On this opening night of the NFL season, Susan Bickelhaupt of the Boston Globe talks with CBS’ Dan Dierdorf and ESPN’s Ron Jaworski about the Patriots. Pete Dougherty of the Albany Times-Union writes about Jaworski joining Monday Night Football. Don Benevento of the Cherry Hill (NJ) Courier Post also has a story on Jaworski. In the Philadelphia Daily News, Mark Kram says Jaworski is ready for some Monday Night Football. Tom FitzGerald of the San Francisco Chronicle says NFL Network games will be hard to see in the Bay Area. Mike Burrows of the Denver Post looks at the building of a football nation, some of the events listed include TV watersheds. Also from the Denver Post, Anthony Cotton says football is king in the US, thanks partly to TV.

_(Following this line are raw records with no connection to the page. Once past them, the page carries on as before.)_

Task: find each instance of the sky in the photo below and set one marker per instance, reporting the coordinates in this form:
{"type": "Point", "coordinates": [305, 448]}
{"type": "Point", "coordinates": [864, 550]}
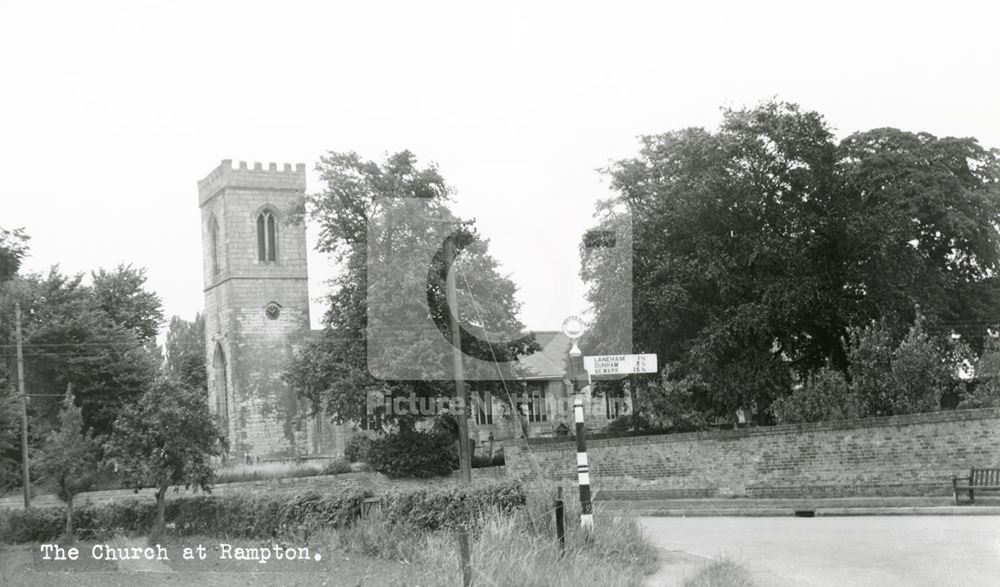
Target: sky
{"type": "Point", "coordinates": [111, 111]}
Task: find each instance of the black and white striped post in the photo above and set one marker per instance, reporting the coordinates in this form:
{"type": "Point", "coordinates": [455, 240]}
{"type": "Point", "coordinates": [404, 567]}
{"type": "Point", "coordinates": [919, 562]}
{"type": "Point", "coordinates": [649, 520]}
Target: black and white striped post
{"type": "Point", "coordinates": [581, 384]}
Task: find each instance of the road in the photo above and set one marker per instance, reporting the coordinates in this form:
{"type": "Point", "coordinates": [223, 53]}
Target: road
{"type": "Point", "coordinates": [881, 551]}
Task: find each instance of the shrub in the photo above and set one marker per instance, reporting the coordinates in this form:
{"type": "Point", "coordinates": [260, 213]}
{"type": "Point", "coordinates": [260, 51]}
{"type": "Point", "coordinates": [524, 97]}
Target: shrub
{"type": "Point", "coordinates": [239, 473]}
{"type": "Point", "coordinates": [248, 516]}
{"type": "Point", "coordinates": [625, 424]}
{"type": "Point", "coordinates": [414, 454]}
{"type": "Point", "coordinates": [336, 467]}
{"type": "Point", "coordinates": [449, 506]}
{"type": "Point", "coordinates": [483, 461]}
{"type": "Point", "coordinates": [357, 448]}
{"type": "Point", "coordinates": [824, 396]}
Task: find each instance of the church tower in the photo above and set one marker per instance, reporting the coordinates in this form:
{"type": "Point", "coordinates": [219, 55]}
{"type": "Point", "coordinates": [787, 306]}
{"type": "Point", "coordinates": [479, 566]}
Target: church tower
{"type": "Point", "coordinates": [256, 304]}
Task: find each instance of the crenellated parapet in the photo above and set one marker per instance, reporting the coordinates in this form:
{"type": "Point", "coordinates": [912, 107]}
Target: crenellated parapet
{"type": "Point", "coordinates": [257, 178]}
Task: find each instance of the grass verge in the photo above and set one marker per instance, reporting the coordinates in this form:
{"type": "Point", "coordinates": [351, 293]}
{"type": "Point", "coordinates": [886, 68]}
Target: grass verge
{"type": "Point", "coordinates": [721, 573]}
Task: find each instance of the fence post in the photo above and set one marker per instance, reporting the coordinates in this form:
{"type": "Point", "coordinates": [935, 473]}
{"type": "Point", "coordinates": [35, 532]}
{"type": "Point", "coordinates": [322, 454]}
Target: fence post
{"type": "Point", "coordinates": [560, 526]}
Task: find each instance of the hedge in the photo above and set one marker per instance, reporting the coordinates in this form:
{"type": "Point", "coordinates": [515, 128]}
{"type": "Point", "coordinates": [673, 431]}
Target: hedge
{"type": "Point", "coordinates": [446, 507]}
{"type": "Point", "coordinates": [264, 516]}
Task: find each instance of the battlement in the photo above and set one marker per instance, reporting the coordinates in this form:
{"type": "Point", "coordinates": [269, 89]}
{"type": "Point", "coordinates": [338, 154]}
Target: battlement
{"type": "Point", "coordinates": [257, 178]}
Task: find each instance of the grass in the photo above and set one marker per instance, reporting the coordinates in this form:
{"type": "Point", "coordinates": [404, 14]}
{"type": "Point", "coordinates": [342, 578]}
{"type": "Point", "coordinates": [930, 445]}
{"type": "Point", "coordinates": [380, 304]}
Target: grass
{"type": "Point", "coordinates": [511, 550]}
{"type": "Point", "coordinates": [519, 549]}
{"type": "Point", "coordinates": [721, 573]}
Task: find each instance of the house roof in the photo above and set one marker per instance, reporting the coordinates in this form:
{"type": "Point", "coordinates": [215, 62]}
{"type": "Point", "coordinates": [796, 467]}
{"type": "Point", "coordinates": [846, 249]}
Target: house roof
{"type": "Point", "coordinates": [550, 362]}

Chris Zelkovich of the Toronto Star talks about the opening of the NFL season and some of the changes in TV partners in Canada. And William Houston of the Toronto Globe and Mail talks with NBC’s John Madden about being ready for the season. Bill Harris of the Winnepeg Sun talks with NBC’s Al Michaels.
John Ryan of the San Jose Mercury News says the Raiders game against Detroit is close to being blacked out locally in the Bay Area.

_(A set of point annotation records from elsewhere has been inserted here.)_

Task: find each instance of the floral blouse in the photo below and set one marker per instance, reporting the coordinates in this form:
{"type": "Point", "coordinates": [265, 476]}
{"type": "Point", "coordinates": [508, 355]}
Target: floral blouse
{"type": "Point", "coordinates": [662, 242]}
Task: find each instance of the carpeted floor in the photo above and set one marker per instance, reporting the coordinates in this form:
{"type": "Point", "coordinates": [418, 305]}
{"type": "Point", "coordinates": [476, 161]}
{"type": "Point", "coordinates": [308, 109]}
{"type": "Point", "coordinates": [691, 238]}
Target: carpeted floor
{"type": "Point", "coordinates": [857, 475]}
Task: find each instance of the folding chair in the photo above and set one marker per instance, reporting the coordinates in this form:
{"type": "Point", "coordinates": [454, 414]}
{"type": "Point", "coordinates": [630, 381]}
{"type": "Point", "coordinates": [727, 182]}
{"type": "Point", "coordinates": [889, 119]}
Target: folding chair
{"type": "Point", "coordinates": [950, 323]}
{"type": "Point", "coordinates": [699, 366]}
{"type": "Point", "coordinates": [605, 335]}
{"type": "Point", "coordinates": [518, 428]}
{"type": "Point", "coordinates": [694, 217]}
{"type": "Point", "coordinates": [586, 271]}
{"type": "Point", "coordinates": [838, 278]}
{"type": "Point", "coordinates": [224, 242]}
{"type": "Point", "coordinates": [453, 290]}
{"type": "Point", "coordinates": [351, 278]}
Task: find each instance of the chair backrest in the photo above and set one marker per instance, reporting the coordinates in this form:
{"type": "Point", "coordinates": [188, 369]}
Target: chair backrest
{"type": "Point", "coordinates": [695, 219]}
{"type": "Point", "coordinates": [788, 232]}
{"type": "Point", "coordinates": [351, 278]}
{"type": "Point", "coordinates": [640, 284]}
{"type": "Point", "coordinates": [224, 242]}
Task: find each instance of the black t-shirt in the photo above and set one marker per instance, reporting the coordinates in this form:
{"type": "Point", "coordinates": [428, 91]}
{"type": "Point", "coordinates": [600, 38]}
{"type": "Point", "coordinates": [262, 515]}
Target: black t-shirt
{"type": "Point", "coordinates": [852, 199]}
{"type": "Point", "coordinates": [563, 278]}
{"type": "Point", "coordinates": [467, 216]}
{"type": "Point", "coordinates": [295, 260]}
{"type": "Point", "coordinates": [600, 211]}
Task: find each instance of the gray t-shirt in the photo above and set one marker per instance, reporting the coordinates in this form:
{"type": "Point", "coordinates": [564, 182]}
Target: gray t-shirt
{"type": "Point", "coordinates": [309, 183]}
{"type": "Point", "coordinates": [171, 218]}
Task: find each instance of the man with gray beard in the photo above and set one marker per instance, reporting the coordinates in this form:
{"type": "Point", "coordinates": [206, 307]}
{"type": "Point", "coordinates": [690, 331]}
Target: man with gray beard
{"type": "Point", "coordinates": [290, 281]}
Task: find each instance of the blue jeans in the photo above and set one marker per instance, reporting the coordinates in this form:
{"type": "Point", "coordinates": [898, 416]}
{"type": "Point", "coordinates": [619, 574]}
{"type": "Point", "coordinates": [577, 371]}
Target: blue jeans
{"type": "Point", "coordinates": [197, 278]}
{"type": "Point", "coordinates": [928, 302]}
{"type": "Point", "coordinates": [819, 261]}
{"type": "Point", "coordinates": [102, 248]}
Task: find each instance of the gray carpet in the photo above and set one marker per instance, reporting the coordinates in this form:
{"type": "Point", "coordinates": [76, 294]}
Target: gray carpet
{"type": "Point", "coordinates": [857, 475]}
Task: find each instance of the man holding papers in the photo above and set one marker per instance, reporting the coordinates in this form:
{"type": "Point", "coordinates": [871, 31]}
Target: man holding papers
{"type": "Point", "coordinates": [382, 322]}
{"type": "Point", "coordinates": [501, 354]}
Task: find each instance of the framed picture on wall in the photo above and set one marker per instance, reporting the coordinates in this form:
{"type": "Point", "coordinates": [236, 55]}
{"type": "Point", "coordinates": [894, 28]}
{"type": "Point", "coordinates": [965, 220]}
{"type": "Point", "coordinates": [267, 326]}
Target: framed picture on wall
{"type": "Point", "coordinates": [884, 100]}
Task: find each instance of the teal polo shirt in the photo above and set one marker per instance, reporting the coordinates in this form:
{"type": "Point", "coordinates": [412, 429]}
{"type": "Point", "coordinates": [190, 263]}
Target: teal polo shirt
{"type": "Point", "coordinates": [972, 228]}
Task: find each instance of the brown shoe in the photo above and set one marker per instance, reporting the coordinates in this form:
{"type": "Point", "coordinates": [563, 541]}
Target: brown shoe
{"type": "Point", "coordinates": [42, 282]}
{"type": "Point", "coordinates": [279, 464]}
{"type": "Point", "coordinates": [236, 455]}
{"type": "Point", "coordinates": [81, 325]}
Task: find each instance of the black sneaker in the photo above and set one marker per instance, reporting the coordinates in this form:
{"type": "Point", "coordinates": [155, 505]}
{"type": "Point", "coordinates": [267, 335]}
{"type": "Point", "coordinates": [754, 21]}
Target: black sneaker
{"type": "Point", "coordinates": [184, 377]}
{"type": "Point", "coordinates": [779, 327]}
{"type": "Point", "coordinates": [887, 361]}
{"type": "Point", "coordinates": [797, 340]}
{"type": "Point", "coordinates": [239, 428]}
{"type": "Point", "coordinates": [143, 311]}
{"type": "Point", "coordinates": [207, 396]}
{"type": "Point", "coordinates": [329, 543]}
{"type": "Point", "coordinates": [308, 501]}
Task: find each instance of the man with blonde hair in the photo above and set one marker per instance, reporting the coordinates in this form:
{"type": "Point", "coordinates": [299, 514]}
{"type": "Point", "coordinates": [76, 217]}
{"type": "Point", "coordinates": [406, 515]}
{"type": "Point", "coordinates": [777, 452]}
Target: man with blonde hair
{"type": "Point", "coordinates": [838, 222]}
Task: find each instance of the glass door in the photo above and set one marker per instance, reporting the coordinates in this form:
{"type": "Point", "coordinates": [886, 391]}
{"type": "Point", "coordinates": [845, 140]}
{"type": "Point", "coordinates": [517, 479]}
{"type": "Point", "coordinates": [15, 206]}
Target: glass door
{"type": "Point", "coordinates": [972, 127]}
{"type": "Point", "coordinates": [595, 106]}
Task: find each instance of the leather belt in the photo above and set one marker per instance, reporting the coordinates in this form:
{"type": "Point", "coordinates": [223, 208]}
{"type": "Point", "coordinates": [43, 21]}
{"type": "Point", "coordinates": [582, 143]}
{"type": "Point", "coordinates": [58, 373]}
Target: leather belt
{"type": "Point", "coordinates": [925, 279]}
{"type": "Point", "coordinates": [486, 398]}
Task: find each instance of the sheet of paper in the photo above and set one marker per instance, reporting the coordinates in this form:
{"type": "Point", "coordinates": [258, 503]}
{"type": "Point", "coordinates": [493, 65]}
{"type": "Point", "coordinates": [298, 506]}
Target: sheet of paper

Bob Wolfey of the Milwaukee Journal-Sentinel writes about ESPN’s Keyshawn Johnson, NBC’s John Madden and Bethanie Mattek’s wardrobe.
Andy Fixmer of the Bloomberg News service writes that due to higher rights fees for MLB, NFL and NASCAR and lower subscription fees from the cable companies means ESPN’s growth has slowed, and lowering Disney’s stock price.

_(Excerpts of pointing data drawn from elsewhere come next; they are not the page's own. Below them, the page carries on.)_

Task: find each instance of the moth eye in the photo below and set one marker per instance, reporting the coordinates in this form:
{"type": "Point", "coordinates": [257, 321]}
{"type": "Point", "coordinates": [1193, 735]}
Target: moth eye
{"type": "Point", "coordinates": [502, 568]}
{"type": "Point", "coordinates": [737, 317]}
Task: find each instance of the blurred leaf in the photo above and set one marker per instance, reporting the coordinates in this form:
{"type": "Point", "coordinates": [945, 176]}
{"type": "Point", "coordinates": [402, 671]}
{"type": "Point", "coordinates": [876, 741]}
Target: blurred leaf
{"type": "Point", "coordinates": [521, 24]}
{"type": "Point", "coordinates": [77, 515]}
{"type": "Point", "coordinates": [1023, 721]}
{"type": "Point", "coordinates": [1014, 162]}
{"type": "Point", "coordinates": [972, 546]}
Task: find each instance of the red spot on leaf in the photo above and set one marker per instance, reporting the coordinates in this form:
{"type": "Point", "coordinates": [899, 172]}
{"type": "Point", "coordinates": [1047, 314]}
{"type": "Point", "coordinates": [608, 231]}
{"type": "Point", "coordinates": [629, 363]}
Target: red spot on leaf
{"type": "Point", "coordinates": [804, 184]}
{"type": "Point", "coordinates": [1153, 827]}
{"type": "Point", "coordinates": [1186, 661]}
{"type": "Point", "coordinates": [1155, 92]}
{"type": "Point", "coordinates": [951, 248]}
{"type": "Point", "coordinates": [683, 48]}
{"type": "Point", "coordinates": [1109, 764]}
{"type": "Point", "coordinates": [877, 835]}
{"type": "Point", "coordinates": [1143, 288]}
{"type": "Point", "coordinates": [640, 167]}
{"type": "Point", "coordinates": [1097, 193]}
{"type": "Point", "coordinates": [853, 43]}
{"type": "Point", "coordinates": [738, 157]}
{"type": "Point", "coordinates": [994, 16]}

The Worcester Telegram and Gazette’s Bill Doyle talks with NESN’s Don Orsillo who for some reason changed his policy about mentioning no-hitters on the air.
Dave Dye of the Detroit News says controversy over the Big Ten Network stands to get uglier. From very amateurish looking West Liberty (IA) Index, Susan Sedlacek writes that Liberty Communications has BTN while Mediacom customers still cannot watch it. Mike Prisuta of the Pittsburgh Tribune-Review says BTN is worth watching.
Richard Deitsch of Sports Illustrated has his media power rankings for August.
While ESPN announced last week it would reduce the scripted fare it had offered, news comes from the Television Critics Association Convention that the network is still considering doing a movie about the late Green Bay Packers coach Vince Lombardi.
Bob Molinaro of the Virginian-Pilot says even with a local TV station dumping its traditional sports report on its newscasts, other stations feel local sports still needs to be covered.
A lot more links than I expected for a Thursday, but the opening of the NFL season has helped. I’ll be back later.